Officers from the bureau and computer scientists are looking at whether there was any meaningful communication between Russian bank, Alfa, and Mr Trump’s business last year, sources told CNN.
Questions about a meaningful link were widely dismissed by Mr Trump's team, but the investigation is in the hands of the same counterintelligence team which is looking into a suspected Russian hacking during the US Presidential election.
Leaked internet data shows that during the election campaign, a computer server owned by Alfa repeatedly looked up contact details for a computer server being used by The Trump Organization.
Between 4 May and 23 September last year, there were a total of 2,820 inquiries by the Alfa-owned server, representing 80 per cent of the searches for a particular server – mail1.trump-email.com.
Publicly available internet records show the server, registered to The Trump Organization, points to an IP address operated by a company in the tiny rural town of Lititz, Pennsylvania.
While there is no obvious impropriety in this, it has been described as “odd” by those looking into the case, with computer scientists explaining it would normally suggest an intention to communicate.
Computer researcher, Richard Clayton of Cambridge University, who has independently examined the evidence, said: “It's not so much a smoking gun as a faint whiff of smoke a long way away.

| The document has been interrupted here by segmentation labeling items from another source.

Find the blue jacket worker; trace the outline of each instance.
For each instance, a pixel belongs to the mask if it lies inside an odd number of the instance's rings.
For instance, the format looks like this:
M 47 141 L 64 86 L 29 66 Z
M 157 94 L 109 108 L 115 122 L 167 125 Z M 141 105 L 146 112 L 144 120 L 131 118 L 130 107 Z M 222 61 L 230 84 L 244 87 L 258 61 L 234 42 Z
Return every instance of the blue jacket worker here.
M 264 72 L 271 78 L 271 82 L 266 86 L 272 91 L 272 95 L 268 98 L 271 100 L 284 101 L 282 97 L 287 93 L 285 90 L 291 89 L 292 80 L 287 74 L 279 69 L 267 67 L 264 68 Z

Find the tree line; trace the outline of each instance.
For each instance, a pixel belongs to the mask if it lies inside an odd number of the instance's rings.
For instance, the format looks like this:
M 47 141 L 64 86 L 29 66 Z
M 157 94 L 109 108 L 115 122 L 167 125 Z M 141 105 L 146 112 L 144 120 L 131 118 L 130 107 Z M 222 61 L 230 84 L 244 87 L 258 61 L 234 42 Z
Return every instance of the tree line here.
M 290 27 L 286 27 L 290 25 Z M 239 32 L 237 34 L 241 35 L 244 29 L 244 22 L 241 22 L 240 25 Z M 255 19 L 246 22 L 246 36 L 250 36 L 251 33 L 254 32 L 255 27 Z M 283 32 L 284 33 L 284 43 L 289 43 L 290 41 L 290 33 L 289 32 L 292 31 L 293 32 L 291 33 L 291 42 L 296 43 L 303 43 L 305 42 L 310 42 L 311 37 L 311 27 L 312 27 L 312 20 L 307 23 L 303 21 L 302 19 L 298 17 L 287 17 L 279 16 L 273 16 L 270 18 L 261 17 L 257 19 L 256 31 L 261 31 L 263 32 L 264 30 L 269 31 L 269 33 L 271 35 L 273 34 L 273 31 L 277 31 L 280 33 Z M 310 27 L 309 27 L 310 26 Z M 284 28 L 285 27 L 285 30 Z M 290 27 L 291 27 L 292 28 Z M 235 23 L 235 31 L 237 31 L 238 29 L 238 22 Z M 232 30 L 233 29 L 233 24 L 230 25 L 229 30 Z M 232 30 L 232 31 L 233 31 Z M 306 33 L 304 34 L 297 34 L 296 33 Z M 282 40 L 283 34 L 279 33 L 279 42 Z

Maybe there's something else going on. It's hard to tell.”
An anonymous IT expert known only as “Tea Leaves” who had access to the supposedly private technical information was sufficiently alarmed by it to pass it onto a group of computer scientists.
This group then passed the data to American media, including CNN and The New York Times.
Alfa Bank has said the most likely explanation is that the server communication was the result of spam marketing from the Trump Organisation as its executives have stayed at Trump hotels. Such marketing emails might have set off defensive cybersecurity measures at the bank, whose servers would respond with a reverse domain name server lookup.
Computer scientists agree that such an explanation is possible in theory, but say they want to see evidence – but some of those who originally examined the data are said to have gone to ground.
CNN reports that "Tea Leaves" now refuses to be interviewed through an intermediary.